Do I need to understand the intricacies of everything to do with the oil and coal markets? No, though I have enjoyed books on oil geopolitics in the past. Do I need to understand the factors and vectors associated with solar and wind? No, I need to realize that windmills and solar panels take a sh!tload of commodities to produce. That we’ll still be reliant on the evil hydrocarbons for years to come. I need to understand that woke fund managers are being forced to divest themselves of said hydrocarbon stocks and that half of those companies in the west are being forced to rid themselves of their profitable assets, all at the altar of the ESG Gods.
I know that close enough is good enough when the valuations of such equities are trading at 1-5x cash flow and they have low Capex requirements. I spend some time to make sure I’m not buying specific duds and try to select the ones with the best prospects, then throw some money into a whole range of commodities, sit back and watch the suicidal idiots that run the world at present to keep messing up on purpose, knowing that without consequences, they’ll keep doing it.
Close enough execution has worked well in my life. I have seen friends close to me get bogged down in indecision or worse yet, apathy to make the meaningful moves they know deep down they should - they tell me as much, yet they still fail to act. I suppose I’ve always been fortunate to have an impulsive, risk-tolerant view on business and investing which has been a huge advantage. Still, even without that, I don’t suffer from paralysis to the extreme that many do.
If you have good instincts that have been proven right, then go with them. I’m not saying bet everything on one play - in life or investing - but remember that directionally accurate is usually sufficient to get you close enough to where you want to go. Once you’re there, you can iron out the finer details. Or move on to the next aspect of life to keep you succeeding, enjoying, and living happily.
This article is not a claim that generalists win out. While a vast itinerary of knowledge is valuable and interesting, I believe there must be at least some specialization to avoid going in the opposite direction. Someone that knows only twenty percent of many varied subjects is pretty useless to himself and others for any decisions to have a chance at success with any certainty.
I have in-depth knowledge of subjects that take my interest; however, I also realize that there is never an end state of knowledge on such complex topics as Bitcoin, Russia, and geopolitics. I will be a student for life. So by default, close enough must be good enough not to be paralyzed by inaction.

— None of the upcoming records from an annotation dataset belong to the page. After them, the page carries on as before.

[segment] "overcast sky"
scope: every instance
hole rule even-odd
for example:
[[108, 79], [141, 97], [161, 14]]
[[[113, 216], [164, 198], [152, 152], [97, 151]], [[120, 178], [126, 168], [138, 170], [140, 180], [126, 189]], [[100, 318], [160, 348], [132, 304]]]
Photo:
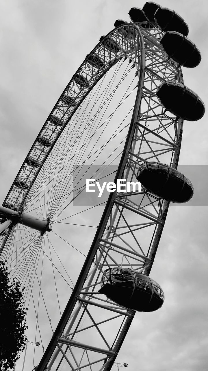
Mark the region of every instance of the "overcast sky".
[[[86, 55], [117, 19], [128, 21], [131, 8], [144, 4], [0, 0], [1, 202]], [[207, 106], [207, 3], [170, 0], [160, 4], [184, 18], [188, 37], [201, 52], [200, 65], [183, 72], [185, 83]], [[208, 165], [207, 127], [206, 113], [200, 121], [185, 122], [180, 164]], [[206, 206], [170, 208], [151, 275], [162, 288], [165, 303], [155, 313], [137, 313], [117, 357], [118, 362], [128, 362], [128, 371], [207, 369], [208, 217]]]

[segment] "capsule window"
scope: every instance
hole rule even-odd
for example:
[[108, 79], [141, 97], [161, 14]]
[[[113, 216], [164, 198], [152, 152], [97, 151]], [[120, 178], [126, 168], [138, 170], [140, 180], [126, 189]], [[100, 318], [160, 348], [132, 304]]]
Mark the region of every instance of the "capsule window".
[[148, 164], [147, 167], [148, 169], [158, 169], [158, 162], [152, 162], [151, 164]]

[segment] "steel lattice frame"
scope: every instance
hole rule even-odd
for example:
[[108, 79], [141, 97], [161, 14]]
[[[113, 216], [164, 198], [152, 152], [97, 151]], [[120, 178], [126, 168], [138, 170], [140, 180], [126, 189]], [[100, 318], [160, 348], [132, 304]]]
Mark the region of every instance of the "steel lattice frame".
[[[139, 23], [126, 24], [98, 44], [74, 75], [27, 156], [26, 161], [32, 158], [39, 165], [36, 167], [29, 160], [29, 164], [24, 162], [4, 206], [21, 209], [41, 165], [74, 113], [97, 82], [123, 58], [127, 58], [135, 66], [138, 82], [114, 181], [135, 181], [137, 170], [144, 161], [165, 162], [177, 168], [183, 121], [165, 111], [156, 92], [165, 80], [183, 81], [180, 68], [168, 59], [160, 43], [162, 34], [157, 29], [144, 29]], [[70, 104], [66, 103], [66, 96], [70, 97]], [[55, 124], [53, 116], [58, 118], [59, 126]], [[45, 145], [41, 144], [43, 137]], [[14, 185], [18, 180], [21, 188]], [[168, 202], [145, 190], [140, 194], [110, 194], [73, 293], [37, 371], [45, 369], [47, 365], [48, 370], [57, 370], [63, 362], [67, 365], [66, 369], [69, 365], [73, 371], [110, 370], [135, 312], [98, 293], [102, 274], [105, 269], [115, 266], [127, 266], [149, 274], [168, 206]], [[10, 233], [8, 230], [1, 236], [3, 247]]]

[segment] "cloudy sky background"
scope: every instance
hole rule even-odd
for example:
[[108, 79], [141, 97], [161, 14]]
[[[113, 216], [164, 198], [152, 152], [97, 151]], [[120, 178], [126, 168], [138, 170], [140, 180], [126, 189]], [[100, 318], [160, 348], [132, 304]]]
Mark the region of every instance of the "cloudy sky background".
[[[144, 4], [1, 0], [1, 202], [86, 55], [114, 28], [116, 19], [128, 21], [131, 8]], [[208, 5], [201, 0], [160, 4], [184, 17], [189, 38], [201, 52], [199, 66], [184, 68], [183, 72], [185, 84], [207, 107]], [[185, 122], [180, 165], [208, 165], [207, 116], [205, 113], [200, 121]], [[207, 204], [205, 192], [204, 198]], [[118, 362], [128, 363], [128, 371], [207, 369], [208, 216], [206, 206], [169, 209], [151, 275], [162, 288], [165, 303], [155, 313], [137, 313], [117, 357]]]

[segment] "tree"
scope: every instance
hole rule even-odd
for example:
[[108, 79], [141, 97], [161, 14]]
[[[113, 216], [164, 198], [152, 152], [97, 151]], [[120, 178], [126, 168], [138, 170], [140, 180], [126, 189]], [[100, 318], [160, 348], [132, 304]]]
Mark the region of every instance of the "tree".
[[6, 260], [0, 261], [0, 369], [6, 371], [13, 367], [25, 346], [25, 315], [23, 306], [24, 288], [16, 278], [11, 282], [5, 267]]

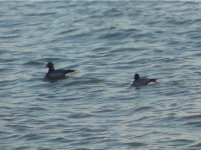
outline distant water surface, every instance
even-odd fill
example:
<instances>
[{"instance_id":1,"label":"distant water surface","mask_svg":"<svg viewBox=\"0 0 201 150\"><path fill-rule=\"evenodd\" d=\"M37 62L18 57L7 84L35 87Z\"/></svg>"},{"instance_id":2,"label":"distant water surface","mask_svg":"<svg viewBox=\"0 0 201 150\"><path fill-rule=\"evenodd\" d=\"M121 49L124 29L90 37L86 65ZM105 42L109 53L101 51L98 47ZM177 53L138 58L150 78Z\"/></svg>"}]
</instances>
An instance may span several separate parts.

“Have no fear of perfection - you’ll never reach it.” - Salvador Dali
Next time you need to decide or are presented with an opportunity, ask yourself; what is your instinct telling you? Do you have a reasonable belief based on your knowledge that you’re correct? If you don’t nail it, what’s the downside?
If ‘close enough’ gets you further along in life, it’s nothing to be embarrassed about. Maybe it’s worth diving in? Done is better than perfect, and it’s certainly better than doing nothing.
Close enough has been good enough for me. How about you?